Inmates go on hunger strike in a prison in Colombo, demanding equal treatment after president’s controversial pardon.

Inmates on the roof of Welikada Prison in Colombo hold banners saying 'Treat all inmates equally' and 'Grant pardon to us like you did to terrorists and notorious politicians' [Eranga Jayawardena/AP]

About 150 death row inmates in Sri Lanka have gone on a hunger strike to demand their sentences be commuted after the island nation’s president pardoned a former legislator who had been condemned to death for an election-related killing.

Several inmates protested on the roof of a prison in the capital, Colombo, holding up banners demanding equal treatment and bail consideration, the Associated Press reported on Friday.

“Grant pardon to us like you did to terrorists and notorious politicians,” one banner said in local script.

The former legislator’s surprise release on Thursday after he was pardoned by President Gotabaya Rajapaksa has drawn widespread criticism, including from the United Nations’ human rights office and the United States ambassador in Sri Lanka.

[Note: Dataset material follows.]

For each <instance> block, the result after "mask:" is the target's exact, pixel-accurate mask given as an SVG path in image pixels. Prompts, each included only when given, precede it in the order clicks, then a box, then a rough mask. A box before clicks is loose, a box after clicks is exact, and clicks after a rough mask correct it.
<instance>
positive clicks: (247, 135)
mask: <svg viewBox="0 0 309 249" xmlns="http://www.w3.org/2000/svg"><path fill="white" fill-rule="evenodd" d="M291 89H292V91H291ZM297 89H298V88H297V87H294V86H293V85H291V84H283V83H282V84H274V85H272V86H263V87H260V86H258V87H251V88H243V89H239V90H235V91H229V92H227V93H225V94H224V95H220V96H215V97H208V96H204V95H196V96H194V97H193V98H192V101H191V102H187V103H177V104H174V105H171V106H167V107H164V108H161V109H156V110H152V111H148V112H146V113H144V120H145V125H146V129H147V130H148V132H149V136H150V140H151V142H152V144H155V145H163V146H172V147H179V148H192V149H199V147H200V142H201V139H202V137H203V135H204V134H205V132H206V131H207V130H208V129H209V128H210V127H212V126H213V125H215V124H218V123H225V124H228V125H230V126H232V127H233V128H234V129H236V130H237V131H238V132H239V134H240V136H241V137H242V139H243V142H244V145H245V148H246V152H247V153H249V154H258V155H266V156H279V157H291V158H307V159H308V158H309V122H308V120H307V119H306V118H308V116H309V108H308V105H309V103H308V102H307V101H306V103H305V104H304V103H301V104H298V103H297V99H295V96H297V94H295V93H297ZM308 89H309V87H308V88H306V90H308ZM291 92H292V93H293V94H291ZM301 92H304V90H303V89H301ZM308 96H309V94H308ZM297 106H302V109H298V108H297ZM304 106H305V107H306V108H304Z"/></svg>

Duminda Silva is widely seen as a favourite of Sri Lanka’s ruling Rajapaksa family and had been sentenced to death over the murder of a rival politician from his own party in an election-related attack about 10 years ago.

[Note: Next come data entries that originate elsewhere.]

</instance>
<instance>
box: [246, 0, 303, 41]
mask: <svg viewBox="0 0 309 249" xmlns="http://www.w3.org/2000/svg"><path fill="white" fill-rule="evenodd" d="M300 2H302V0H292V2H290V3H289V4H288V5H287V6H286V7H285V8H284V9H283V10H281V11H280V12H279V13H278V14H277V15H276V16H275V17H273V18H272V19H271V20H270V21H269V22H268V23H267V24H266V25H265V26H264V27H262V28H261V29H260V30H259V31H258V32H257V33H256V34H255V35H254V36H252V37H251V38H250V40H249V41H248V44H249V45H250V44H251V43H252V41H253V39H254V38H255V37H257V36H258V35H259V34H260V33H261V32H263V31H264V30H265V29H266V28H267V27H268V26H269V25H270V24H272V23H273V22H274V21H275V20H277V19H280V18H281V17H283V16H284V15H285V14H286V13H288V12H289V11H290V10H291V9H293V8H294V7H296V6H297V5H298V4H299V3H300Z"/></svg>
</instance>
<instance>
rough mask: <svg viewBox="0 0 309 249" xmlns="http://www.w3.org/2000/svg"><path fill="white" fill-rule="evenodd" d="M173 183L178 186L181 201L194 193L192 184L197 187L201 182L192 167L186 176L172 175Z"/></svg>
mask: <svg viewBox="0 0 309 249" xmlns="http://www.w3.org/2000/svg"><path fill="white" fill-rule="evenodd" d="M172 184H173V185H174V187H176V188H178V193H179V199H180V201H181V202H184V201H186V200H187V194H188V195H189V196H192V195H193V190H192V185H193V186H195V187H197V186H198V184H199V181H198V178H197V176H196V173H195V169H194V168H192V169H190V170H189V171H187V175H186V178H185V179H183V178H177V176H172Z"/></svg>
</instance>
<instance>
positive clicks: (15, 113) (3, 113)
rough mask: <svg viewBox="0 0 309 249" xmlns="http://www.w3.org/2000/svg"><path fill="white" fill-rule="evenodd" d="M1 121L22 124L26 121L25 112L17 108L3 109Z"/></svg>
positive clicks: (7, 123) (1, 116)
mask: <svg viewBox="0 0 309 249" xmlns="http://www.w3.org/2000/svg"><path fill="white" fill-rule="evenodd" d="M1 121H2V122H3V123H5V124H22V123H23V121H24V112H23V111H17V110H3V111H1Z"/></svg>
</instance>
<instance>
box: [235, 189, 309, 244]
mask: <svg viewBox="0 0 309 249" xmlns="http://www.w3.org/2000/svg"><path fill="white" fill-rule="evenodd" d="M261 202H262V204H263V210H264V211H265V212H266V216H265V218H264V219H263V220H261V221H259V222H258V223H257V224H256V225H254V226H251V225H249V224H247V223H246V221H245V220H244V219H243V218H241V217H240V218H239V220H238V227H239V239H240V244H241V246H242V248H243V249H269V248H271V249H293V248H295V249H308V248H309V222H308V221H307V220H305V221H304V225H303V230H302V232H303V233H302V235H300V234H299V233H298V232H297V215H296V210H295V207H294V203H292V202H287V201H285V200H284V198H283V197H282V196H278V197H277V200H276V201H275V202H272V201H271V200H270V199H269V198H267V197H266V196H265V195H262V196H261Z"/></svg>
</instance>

The hunger strike involved about 150 inmates sentenced to death who were demanding their sentences be commuted to life terms, prison spokesman Chandana Ekanayake said.

He said the prison officials were holding talks with the justice ministry and other government officials to resolve the issue but declined to give further details.

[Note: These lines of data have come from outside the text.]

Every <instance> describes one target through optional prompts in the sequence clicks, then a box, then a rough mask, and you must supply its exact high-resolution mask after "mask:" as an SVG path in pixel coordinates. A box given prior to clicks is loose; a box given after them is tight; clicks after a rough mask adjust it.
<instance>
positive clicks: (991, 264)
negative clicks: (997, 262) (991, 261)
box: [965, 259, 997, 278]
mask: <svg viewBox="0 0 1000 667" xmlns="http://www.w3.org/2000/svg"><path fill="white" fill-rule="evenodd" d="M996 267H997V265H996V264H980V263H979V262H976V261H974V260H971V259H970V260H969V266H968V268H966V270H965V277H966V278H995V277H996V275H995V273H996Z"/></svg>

Sri Lankan prisons are highly congested with more than 26,000 inmates crowded into facilities with a capacity of 10,000.

Unrest related to COVID-19 erupted in one of the prisons last year, and at least 11 inmates were killed and more than 100 wounded when guards opened fire to control the unrest.

Silva’s surprise release appeared to have set off the protest.

The UN human rights office said Silva’s case “is another example of selective, arbitrary granting of pardons that weakens rule of law and undermines accountability”.

US Ambassador Alaina B Teplitz in a tweet on Thursday said the pardon of Silva “undermines rule of law”.

Sri Lanka has not hanged a prisoner since 1976 even though courts routinely pass death sentences.

Rajapaksa’s predecessor, Maithripala Sirisena, had promised to end the moratorium on capital punishment and to use it against those convicted of drug crimes.

Prison officials hired two executioners to carry out the hangings, but none took place during Sirisena’s tenure.